Updated

As summer starts, strappy sandals and teeny-weeny bikinis come out of the closet, inciting a rush to salons for nail care and waxing appointments.

But the dirty secrets lurking in some salons can brew infections that make people with otherwise polished bods want to cover up.

The health risks associated with the beauty industry, according to the American Academy of Dermatology, include viral infections such as HIV, hepatitis B and C, and warts, as well as bacterial and fungal infections.

Beauty editor Didi Gluck went for a standard manicure, but awoke in the middle of the night to find one of her hands with freshly painted nails, throbbing, swollen and so painful she raced to the ER.

"I went to a reputable salon for a manicure," said Gluck, of Marie Claire magazine. "The manicurists just ever so slightly nicked me, but I don’t think the utensil was as clean as it could have been." At the emergency room later that night Gluck’s infected finger was injected with Novocain, lanced and drained.

Infected pedicure footbaths, manicure tools and shared waxing applicators are the perpetrators that cause most infections.

In an extreme case, more than 100 women who went to the same salon in Watsonville, Calif., for pedicures were horrified when bumps formed on their legs and feet. The bumps turned into purple pus-filled boils that erupted discharge, seemed to heal, and then formed again and spread to other areas.

This outbreak of Mycobacterium fortuitum infections in September 2000 was recently examined in The New England Journal of Medicine, which reported that all patients had had whirlpool footbaths and 70 percent had shaved their legs before the pedicure, which raises the risk of infection.

Although they went to the salon (which was later closed by the health department) to improve their looks, some patrons were left with "disfiguring scarring on their legs," said Betsy McCarty, chief of public health for the Santa Cruz County Health Department.

And the strong antibiotics, taken for six months by the infected women were "no picnic," McCarty said, with side effects including yeast infections, diarrhea and nausea.

Footbaths with whirlpool jets may seem more luxurious, but they can harbor the most bacteria. Nail clippings, skin and hair are just some things that linger in the jets and behind the drainage screens of these baths.

"Most people wouldn't say 'take that screen out and let me see what's behind it,'" McCarty said. "A bacterial soup was back there behind the screens … There was enough hair to make a toupee."

To minimize the risk of infection Gluck recommends looking for a prominently displayed operator's license, bringing your own nail implements and getting a pedicure in salons that bathe your feet in a basin that can be dumped out after each use.

But there are other ways to catch a contagious disease.

Jeanine Camerlengo of Staten Island, N.Y., went to her local salon for an eyebrow waxing, and, according to her lawyer Bruce Egert, the attendant applied the wax with "a terribly infected stick," that had been "used on somebody else in a rather delicate part of her body," he told the New York Post.

Some of the wax dripped onto the corners of her eyes. Five days later an ophthalmologist found she was "suffering from herpetic keratoconjunctivitis in her eyes," the Post reported.

Contracting herpes from a wax is unlikely, said Dr. Lynn McKinley-Grant, a dermatologist in Chevy Chase, Md., but it is possible.

However, for those who bear the pain of a bikini wax, other complications are more common.

McKinley-Grant said she often sees patients with burns resulting from wax heated too hot, and the bacterial infection Folliculitis, which "looks like little yellow pus bumps around the hair follicles and can be treated with antibiotics," she explained.

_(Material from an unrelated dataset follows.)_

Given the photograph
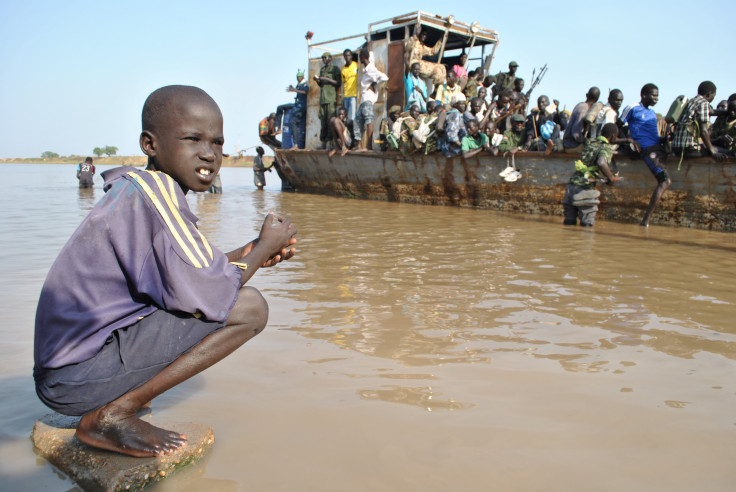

To help avoid these mishaps, use common sense when selecting a salon, McKinley-Grant advised.

"Make sure the waxing room is clean, that the technician has washed [her] hands or is wearing gloves, that the paper on the exam table has been changed, and that a new applicator stick is used for each person," she said.

McCarty said women should be aware that the organism that caused suffering for so many in Watsonville could lurk in footbaths anywhere.

"Unless people are conscientious about cleaning those tubs in a very thorough way, this could very easily happen again," she warned.